Jean-Henri Tubert (CSBJ) : « On repart de zéro et tout est à construire »

Entraîneur du CSBJ dans les années 2000, Jean-Henri Tubert est de retour à Bourgoin cette saison. Passé depuis par Mâcon, l’ASVEL ou encore Châlon, le technicien isérois s’est confié à #LSD après les trois premières semaines d’entraînement du CS Bourgoin Jallieu.

Jean-Henri, 18 ans après, tu es de retour au CSBJ. Ça doit être une belle émotion ? 
De retour au CSBJ pour mon plus grand plaisir ! Il y a une page blanche devant nous, on repart de zéro et tout est à construire. Je ne vous cache pas que c’est vraiment plaisant de retrouver les terrains avec ce beau groupe. C’est vraiment plaisant d’être ici. 

Après un été compliqué, comment appréhendez-vous cette nouvelle saison ?
C’est vrai que cette intersaison est compliquée pour tout ce qu’on sait.. Maintenant, c’est derrière nous même si cela a été difficile au niveau de recrutement car nous nous y sommes pris très tard.
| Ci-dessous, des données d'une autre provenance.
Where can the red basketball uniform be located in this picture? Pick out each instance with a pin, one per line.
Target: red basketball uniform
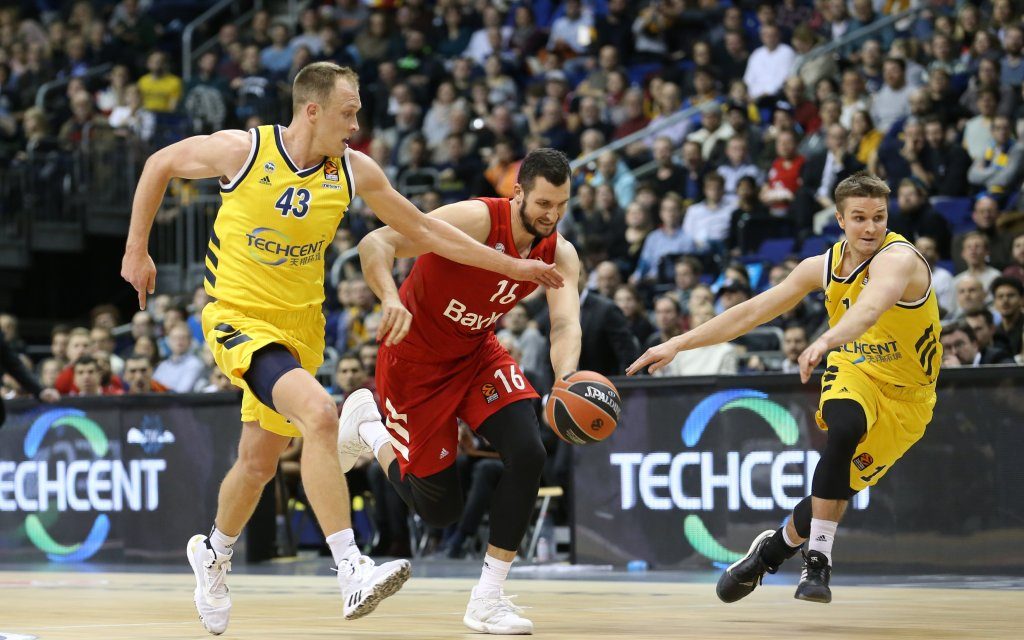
(451, 366)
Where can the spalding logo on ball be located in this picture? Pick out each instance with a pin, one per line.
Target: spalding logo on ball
(584, 408)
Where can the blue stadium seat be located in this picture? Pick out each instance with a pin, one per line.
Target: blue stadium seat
(956, 210)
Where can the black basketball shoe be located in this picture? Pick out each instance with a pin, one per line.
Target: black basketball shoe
(813, 585)
(744, 574)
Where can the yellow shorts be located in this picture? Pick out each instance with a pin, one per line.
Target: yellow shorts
(233, 335)
(896, 418)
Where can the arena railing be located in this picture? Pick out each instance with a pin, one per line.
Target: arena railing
(866, 30)
(47, 87)
(243, 10)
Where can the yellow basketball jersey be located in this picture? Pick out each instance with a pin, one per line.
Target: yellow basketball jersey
(902, 347)
(274, 224)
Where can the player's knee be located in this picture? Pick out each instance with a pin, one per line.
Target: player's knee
(847, 423)
(257, 466)
(320, 422)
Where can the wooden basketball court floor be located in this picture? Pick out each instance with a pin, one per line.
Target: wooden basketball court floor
(137, 605)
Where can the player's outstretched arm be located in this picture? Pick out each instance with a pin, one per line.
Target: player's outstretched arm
(440, 238)
(563, 307)
(892, 272)
(740, 318)
(221, 154)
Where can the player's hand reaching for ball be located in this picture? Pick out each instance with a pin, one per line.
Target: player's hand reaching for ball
(538, 271)
(395, 322)
(656, 357)
(810, 358)
(138, 269)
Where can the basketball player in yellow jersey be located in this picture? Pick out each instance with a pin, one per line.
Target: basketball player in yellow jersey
(879, 388)
(285, 190)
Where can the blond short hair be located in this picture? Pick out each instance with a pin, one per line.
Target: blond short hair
(860, 184)
(315, 82)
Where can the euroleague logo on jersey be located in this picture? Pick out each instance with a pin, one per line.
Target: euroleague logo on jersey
(489, 392)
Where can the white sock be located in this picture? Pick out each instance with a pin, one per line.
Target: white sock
(343, 546)
(374, 434)
(787, 541)
(493, 577)
(221, 542)
(822, 537)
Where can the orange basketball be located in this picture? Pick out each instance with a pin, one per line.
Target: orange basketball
(584, 408)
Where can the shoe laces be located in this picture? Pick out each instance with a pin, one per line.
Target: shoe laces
(216, 572)
(504, 604)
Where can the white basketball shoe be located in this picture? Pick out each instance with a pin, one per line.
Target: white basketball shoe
(359, 407)
(496, 614)
(211, 569)
(364, 585)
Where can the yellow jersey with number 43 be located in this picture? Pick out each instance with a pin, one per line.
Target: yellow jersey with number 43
(902, 347)
(274, 224)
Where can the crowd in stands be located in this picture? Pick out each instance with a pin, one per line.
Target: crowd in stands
(673, 228)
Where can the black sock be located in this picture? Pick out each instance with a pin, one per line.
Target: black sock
(775, 552)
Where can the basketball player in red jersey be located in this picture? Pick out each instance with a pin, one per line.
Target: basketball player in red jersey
(439, 360)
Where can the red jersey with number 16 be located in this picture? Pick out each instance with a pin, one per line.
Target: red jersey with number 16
(455, 306)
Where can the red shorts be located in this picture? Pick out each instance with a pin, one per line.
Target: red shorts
(422, 401)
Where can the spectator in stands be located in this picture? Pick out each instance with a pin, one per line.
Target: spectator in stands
(864, 138)
(1000, 169)
(58, 344)
(960, 340)
(611, 170)
(1016, 266)
(349, 375)
(794, 343)
(978, 130)
(975, 253)
(984, 216)
(942, 281)
(138, 376)
(707, 222)
(1008, 295)
(8, 328)
(86, 377)
(892, 101)
(606, 279)
(813, 207)
(629, 302)
(668, 321)
(133, 120)
(115, 94)
(84, 123)
(783, 177)
(984, 330)
(668, 175)
(971, 296)
(768, 66)
(712, 134)
(715, 359)
(987, 78)
(909, 161)
(668, 101)
(949, 162)
(665, 241)
(182, 370)
(161, 89)
(1013, 60)
(915, 217)
(737, 164)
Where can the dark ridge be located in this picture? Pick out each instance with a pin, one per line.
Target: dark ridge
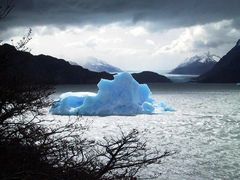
(227, 70)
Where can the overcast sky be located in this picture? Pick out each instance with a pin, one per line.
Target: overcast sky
(131, 34)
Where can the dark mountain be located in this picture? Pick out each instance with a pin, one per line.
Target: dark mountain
(47, 69)
(149, 77)
(195, 65)
(227, 70)
(44, 69)
(98, 65)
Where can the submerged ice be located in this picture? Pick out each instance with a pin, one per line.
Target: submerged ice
(121, 96)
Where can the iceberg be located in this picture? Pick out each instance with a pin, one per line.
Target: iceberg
(121, 96)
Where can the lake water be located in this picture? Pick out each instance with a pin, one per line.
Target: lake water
(204, 129)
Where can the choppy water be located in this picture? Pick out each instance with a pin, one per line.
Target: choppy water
(205, 129)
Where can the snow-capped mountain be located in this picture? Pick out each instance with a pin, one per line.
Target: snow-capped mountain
(196, 65)
(97, 65)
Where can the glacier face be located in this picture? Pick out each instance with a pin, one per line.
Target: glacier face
(121, 96)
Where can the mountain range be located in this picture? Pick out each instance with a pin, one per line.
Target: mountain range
(195, 65)
(50, 70)
(97, 65)
(227, 70)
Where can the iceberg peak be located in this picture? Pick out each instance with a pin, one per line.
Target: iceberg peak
(121, 96)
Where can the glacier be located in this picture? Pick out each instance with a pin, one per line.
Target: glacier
(121, 96)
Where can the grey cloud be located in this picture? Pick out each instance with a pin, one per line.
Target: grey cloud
(165, 13)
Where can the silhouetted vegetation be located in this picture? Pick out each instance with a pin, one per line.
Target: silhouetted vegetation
(31, 147)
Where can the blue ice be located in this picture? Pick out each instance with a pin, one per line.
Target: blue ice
(121, 96)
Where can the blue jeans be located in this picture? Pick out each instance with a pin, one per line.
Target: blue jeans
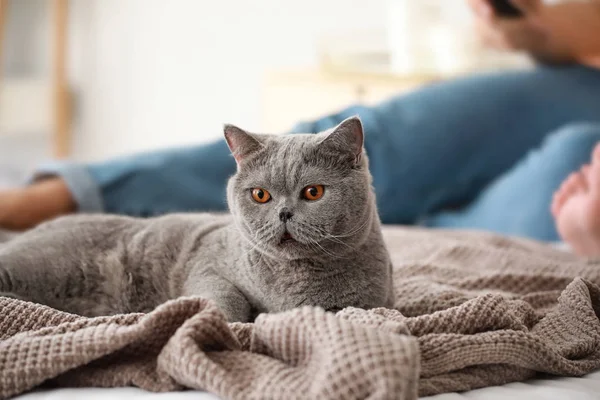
(460, 145)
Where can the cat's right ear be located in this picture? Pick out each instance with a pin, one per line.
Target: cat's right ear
(240, 142)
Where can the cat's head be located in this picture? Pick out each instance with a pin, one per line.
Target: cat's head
(302, 195)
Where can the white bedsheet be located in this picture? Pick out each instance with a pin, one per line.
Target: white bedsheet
(586, 388)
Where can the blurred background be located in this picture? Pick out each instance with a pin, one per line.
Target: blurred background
(89, 79)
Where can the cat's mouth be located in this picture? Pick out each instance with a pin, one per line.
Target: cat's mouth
(286, 238)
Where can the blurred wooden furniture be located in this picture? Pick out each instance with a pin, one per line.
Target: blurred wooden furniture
(36, 105)
(292, 96)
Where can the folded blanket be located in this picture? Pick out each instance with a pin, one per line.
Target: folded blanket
(472, 310)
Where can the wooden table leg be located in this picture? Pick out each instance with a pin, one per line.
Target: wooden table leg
(3, 13)
(62, 117)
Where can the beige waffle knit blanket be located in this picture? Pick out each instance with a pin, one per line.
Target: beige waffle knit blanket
(473, 310)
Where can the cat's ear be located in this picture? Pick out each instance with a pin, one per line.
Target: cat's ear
(240, 142)
(348, 136)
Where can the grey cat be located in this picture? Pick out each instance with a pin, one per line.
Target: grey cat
(303, 230)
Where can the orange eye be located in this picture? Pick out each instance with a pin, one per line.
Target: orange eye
(260, 195)
(314, 192)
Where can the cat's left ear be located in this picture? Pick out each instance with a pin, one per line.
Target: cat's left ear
(240, 142)
(348, 136)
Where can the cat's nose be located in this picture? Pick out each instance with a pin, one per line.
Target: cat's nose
(285, 214)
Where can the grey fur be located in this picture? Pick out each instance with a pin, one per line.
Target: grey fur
(102, 265)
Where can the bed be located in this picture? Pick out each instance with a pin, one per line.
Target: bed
(585, 388)
(486, 256)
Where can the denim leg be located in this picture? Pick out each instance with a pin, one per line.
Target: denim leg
(441, 145)
(432, 148)
(518, 202)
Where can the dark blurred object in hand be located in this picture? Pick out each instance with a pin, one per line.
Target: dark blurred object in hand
(505, 8)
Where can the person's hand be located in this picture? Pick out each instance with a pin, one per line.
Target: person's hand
(526, 33)
(24, 208)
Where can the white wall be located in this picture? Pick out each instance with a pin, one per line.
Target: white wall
(153, 73)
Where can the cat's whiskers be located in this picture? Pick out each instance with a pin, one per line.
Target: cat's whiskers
(354, 230)
(322, 234)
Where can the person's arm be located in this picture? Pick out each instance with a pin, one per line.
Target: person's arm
(567, 32)
(24, 208)
(575, 27)
(146, 184)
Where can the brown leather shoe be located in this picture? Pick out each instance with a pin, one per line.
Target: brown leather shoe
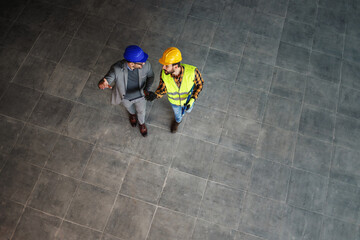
(143, 129)
(174, 126)
(133, 119)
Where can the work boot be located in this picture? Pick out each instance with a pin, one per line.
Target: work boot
(174, 126)
(143, 129)
(133, 119)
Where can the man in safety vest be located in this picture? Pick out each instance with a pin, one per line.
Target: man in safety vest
(181, 82)
(133, 77)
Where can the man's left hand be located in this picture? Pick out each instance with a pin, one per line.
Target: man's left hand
(191, 102)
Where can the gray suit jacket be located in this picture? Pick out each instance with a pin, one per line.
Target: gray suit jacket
(118, 74)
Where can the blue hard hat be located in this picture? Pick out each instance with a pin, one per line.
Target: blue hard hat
(134, 53)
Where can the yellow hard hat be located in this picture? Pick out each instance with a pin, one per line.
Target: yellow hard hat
(170, 56)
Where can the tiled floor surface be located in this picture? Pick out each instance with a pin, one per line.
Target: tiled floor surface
(270, 151)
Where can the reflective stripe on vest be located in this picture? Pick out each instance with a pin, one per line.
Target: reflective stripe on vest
(175, 95)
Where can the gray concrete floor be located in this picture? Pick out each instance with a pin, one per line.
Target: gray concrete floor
(270, 151)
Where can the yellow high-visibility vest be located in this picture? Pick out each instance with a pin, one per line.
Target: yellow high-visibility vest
(176, 95)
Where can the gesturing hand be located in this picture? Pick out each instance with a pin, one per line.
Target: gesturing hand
(103, 84)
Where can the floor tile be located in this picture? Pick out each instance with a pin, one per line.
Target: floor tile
(17, 180)
(222, 65)
(293, 58)
(86, 123)
(215, 94)
(21, 37)
(351, 51)
(221, 205)
(229, 40)
(333, 229)
(34, 145)
(67, 82)
(170, 225)
(103, 8)
(95, 29)
(51, 45)
(298, 33)
(247, 102)
(167, 23)
(140, 15)
(36, 13)
(262, 217)
(261, 48)
(10, 131)
(201, 120)
(283, 113)
(347, 132)
(352, 24)
(304, 11)
(312, 155)
(321, 93)
(350, 75)
(198, 31)
(348, 102)
(307, 190)
(275, 144)
(106, 168)
(123, 35)
(342, 202)
(10, 61)
(64, 20)
(162, 115)
(130, 219)
(345, 166)
(183, 192)
(255, 74)
(267, 25)
(276, 7)
(325, 67)
(207, 10)
(107, 58)
(328, 42)
(144, 181)
(51, 112)
(240, 133)
(11, 213)
(194, 157)
(35, 73)
(149, 149)
(36, 225)
(269, 179)
(85, 210)
(231, 168)
(318, 123)
(3, 160)
(12, 9)
(333, 18)
(301, 224)
(81, 54)
(72, 231)
(91, 94)
(192, 54)
(288, 84)
(69, 157)
(206, 230)
(238, 14)
(53, 193)
(18, 102)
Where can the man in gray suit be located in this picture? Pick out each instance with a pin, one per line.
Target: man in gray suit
(133, 77)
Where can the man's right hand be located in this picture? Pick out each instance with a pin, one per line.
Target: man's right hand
(103, 84)
(151, 96)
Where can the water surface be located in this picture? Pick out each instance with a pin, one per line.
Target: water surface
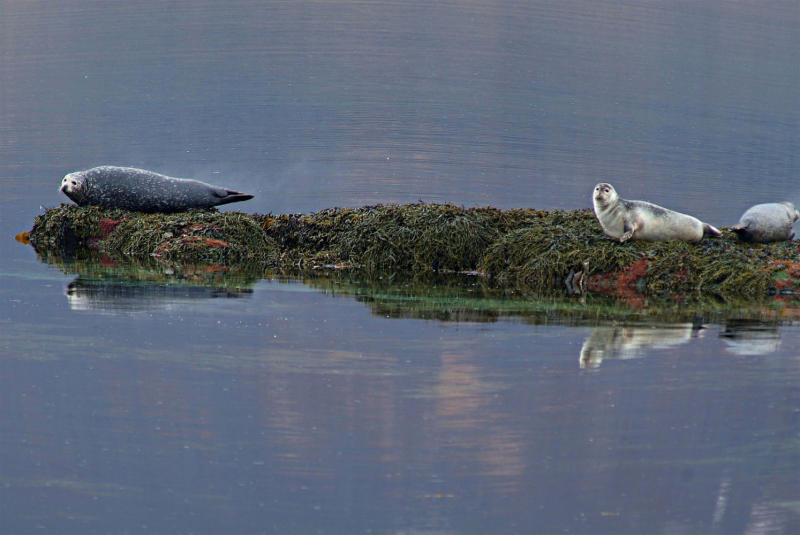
(197, 402)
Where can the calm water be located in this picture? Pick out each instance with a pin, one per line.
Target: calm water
(274, 406)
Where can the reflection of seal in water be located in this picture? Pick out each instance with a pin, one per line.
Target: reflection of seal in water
(144, 191)
(639, 220)
(769, 222)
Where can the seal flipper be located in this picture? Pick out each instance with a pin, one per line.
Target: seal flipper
(708, 230)
(629, 230)
(227, 196)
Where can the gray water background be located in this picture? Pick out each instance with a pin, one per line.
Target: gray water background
(291, 410)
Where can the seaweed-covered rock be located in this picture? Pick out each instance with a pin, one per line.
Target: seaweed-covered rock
(192, 237)
(524, 248)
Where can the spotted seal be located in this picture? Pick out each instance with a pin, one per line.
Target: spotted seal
(639, 220)
(144, 191)
(764, 223)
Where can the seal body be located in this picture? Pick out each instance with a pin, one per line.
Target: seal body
(639, 220)
(144, 191)
(764, 223)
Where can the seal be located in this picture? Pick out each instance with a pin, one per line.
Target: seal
(144, 191)
(764, 223)
(639, 220)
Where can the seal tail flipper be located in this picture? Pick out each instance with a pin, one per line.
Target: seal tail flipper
(229, 195)
(709, 231)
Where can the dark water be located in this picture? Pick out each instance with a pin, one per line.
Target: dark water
(206, 404)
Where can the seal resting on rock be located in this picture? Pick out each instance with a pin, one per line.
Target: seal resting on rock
(764, 223)
(639, 220)
(144, 191)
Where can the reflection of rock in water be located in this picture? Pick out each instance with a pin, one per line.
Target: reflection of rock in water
(125, 296)
(751, 337)
(630, 342)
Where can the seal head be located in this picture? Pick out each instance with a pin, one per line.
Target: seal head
(639, 220)
(144, 191)
(765, 223)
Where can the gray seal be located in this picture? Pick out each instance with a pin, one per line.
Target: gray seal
(639, 220)
(764, 223)
(144, 191)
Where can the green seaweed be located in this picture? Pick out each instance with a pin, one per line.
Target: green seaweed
(526, 249)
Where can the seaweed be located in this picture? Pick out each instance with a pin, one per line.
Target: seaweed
(526, 249)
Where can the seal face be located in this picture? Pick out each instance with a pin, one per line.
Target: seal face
(144, 191)
(639, 220)
(770, 222)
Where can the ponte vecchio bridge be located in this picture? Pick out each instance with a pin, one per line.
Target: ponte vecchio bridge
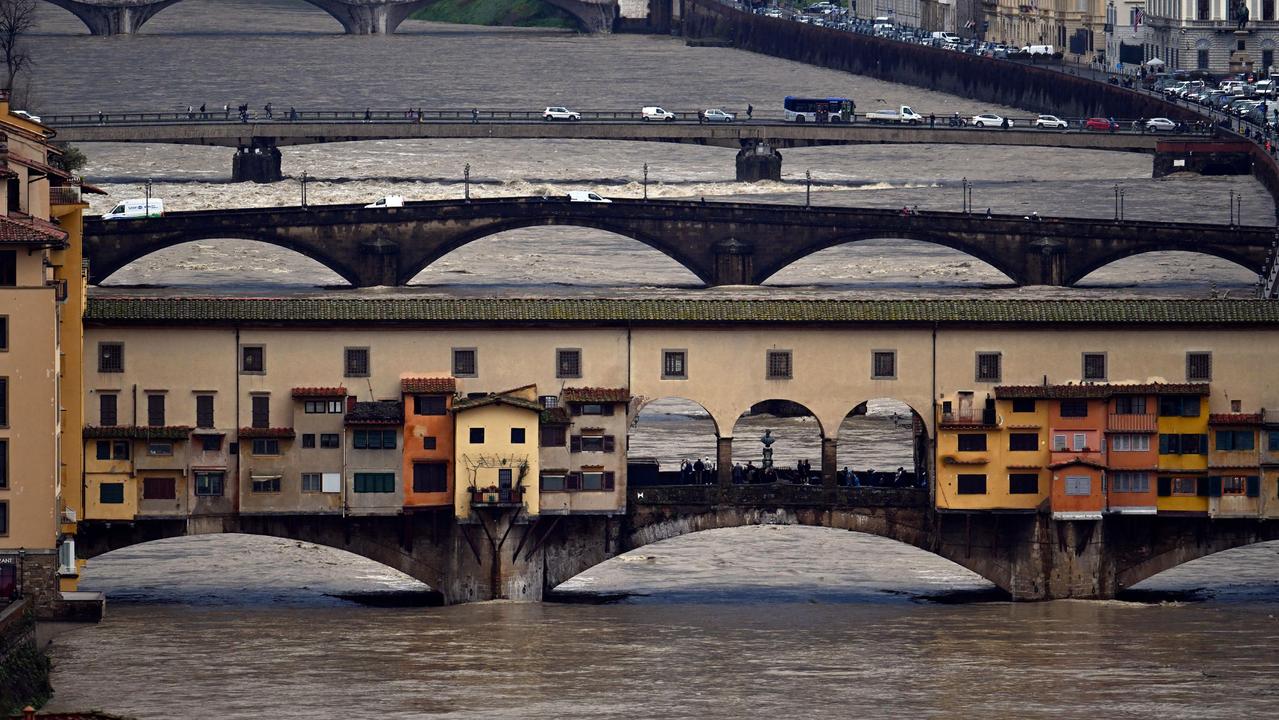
(721, 243)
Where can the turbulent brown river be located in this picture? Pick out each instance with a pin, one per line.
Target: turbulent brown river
(765, 622)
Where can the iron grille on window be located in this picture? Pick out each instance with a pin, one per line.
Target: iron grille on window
(884, 365)
(779, 365)
(356, 362)
(988, 367)
(568, 363)
(1094, 366)
(674, 365)
(1199, 367)
(110, 357)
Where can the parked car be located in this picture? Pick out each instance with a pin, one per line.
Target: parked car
(989, 120)
(654, 113)
(586, 196)
(1050, 122)
(560, 114)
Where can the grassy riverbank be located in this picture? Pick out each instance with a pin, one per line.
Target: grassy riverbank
(521, 13)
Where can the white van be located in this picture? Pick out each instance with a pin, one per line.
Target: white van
(585, 196)
(140, 207)
(389, 201)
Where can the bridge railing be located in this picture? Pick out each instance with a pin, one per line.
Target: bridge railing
(782, 495)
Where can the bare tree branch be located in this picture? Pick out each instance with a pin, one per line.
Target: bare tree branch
(17, 18)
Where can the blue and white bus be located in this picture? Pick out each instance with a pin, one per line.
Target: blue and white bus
(817, 109)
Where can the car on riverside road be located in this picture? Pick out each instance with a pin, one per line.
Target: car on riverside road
(1050, 122)
(989, 120)
(560, 114)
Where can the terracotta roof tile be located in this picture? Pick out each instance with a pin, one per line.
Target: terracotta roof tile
(339, 391)
(595, 395)
(429, 385)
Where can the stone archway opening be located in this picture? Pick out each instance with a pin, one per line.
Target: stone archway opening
(883, 443)
(794, 450)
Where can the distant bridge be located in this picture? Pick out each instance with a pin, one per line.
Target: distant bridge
(258, 141)
(721, 243)
(357, 17)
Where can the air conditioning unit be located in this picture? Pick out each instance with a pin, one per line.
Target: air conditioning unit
(67, 558)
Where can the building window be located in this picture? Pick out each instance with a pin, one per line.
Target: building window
(1022, 441)
(375, 439)
(429, 406)
(108, 409)
(464, 363)
(159, 489)
(430, 477)
(1179, 406)
(1094, 366)
(674, 365)
(354, 362)
(1074, 408)
(210, 484)
(1129, 406)
(266, 446)
(113, 449)
(375, 482)
(883, 365)
(261, 413)
(989, 367)
(554, 436)
(1199, 367)
(253, 358)
(1023, 484)
(110, 494)
(1127, 443)
(204, 411)
(266, 484)
(568, 362)
(971, 484)
(1234, 440)
(778, 365)
(1129, 482)
(1078, 485)
(110, 357)
(155, 409)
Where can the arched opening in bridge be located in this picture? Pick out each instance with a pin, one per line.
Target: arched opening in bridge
(888, 265)
(1247, 573)
(774, 563)
(883, 441)
(668, 438)
(778, 440)
(225, 264)
(1174, 273)
(553, 258)
(241, 569)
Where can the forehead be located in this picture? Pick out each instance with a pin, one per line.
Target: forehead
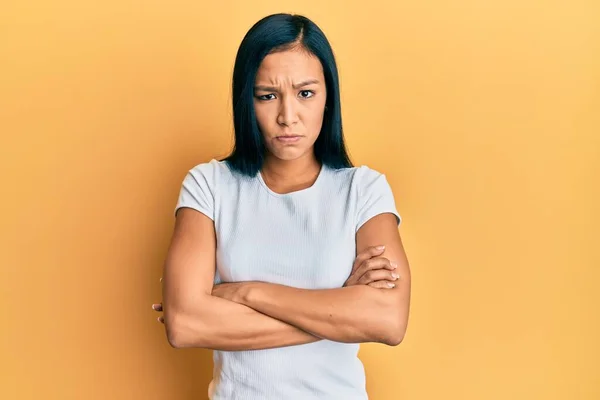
(294, 64)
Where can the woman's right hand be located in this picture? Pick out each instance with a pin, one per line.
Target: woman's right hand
(371, 269)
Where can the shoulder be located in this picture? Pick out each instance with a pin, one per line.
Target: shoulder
(211, 173)
(212, 167)
(359, 178)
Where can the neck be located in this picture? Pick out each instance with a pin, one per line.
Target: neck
(283, 172)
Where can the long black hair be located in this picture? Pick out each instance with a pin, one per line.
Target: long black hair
(280, 32)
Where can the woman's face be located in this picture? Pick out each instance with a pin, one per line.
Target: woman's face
(289, 100)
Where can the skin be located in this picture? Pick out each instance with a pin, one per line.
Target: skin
(289, 98)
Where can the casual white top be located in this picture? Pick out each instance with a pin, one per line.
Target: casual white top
(304, 239)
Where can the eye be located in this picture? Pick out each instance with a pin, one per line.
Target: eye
(307, 94)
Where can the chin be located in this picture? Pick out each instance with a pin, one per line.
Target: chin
(288, 154)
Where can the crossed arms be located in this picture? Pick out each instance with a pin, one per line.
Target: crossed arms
(259, 315)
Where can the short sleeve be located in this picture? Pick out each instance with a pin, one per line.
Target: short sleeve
(197, 190)
(374, 197)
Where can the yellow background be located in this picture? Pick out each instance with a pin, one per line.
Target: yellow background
(484, 115)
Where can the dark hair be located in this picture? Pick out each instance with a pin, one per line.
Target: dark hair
(281, 32)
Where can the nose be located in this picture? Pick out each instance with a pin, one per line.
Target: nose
(288, 113)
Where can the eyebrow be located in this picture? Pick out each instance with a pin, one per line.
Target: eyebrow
(296, 86)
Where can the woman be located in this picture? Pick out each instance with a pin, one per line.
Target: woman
(282, 218)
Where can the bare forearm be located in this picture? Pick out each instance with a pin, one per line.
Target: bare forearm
(220, 324)
(353, 314)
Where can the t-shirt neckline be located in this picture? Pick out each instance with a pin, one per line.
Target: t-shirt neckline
(296, 192)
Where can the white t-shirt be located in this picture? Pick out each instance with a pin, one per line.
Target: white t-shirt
(304, 239)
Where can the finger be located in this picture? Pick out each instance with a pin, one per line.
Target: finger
(369, 252)
(377, 275)
(382, 284)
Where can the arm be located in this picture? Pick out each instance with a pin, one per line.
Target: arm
(349, 314)
(193, 317)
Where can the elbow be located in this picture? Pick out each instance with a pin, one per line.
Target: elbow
(178, 331)
(174, 332)
(395, 330)
(395, 337)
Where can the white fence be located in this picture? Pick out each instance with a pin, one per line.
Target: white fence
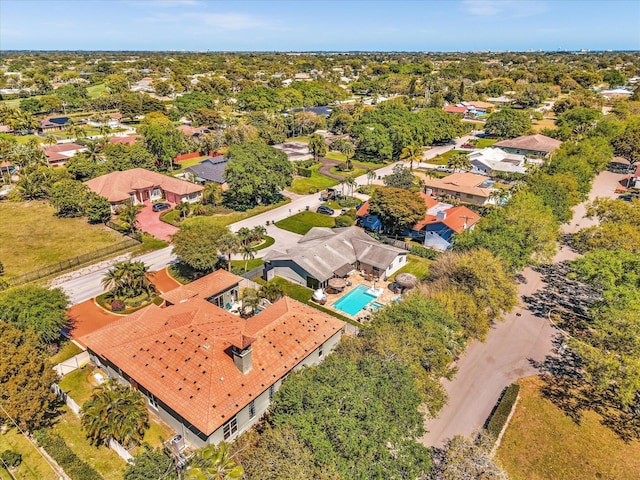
(75, 408)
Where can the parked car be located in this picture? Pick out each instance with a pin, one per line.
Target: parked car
(158, 207)
(323, 209)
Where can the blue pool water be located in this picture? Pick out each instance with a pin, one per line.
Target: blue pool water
(355, 300)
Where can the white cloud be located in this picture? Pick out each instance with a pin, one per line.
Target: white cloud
(507, 8)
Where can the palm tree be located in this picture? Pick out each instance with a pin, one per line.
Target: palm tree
(412, 153)
(229, 244)
(117, 412)
(459, 161)
(371, 176)
(183, 209)
(214, 463)
(248, 253)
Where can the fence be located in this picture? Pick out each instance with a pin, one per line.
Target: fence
(75, 408)
(72, 262)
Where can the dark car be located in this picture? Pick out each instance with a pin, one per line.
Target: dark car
(158, 207)
(323, 209)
On a souhaité dans cette nouvelle équipe garder les berjalliens qui souhaitaient rester en faisant aussi revenir des joueurs qui ont fait leur école de rugby au CSBJ. On voulait aussi faire monter des joueurs du centre de formation et prendre des recrues qui rentrent dans notre budget. Concernant le groupe, il est vraiment plaisant et fait preuve de beaucoup d’engagement avec un parfait mélange entre les jeunes et les anciens. 

Quels sont les objectifs du CSBJ pour cette nouvelle saison en Fédérale 1 Elite ?
On sait d’où l’on vient et il y a quelques semaines, on ne savait pas si nous allions repartir. Les dirigeants ont fait un gros travail pour réussir à inscrire le club en Fédérale 1 Elite.  Les objectifs sportifs ne sont pas en ligne de mire. On souhaite vraiment créer un club sain, qui sait gérer son budget tout en reconstruisant des fondations sur le sportif. On va s’appuyer sur nos forces : notre jeunesse et nos anciens ! On veut aussi recréer un état d’esprit pour ensuite viser plus haut mais nous n’en sommes pas encore là. 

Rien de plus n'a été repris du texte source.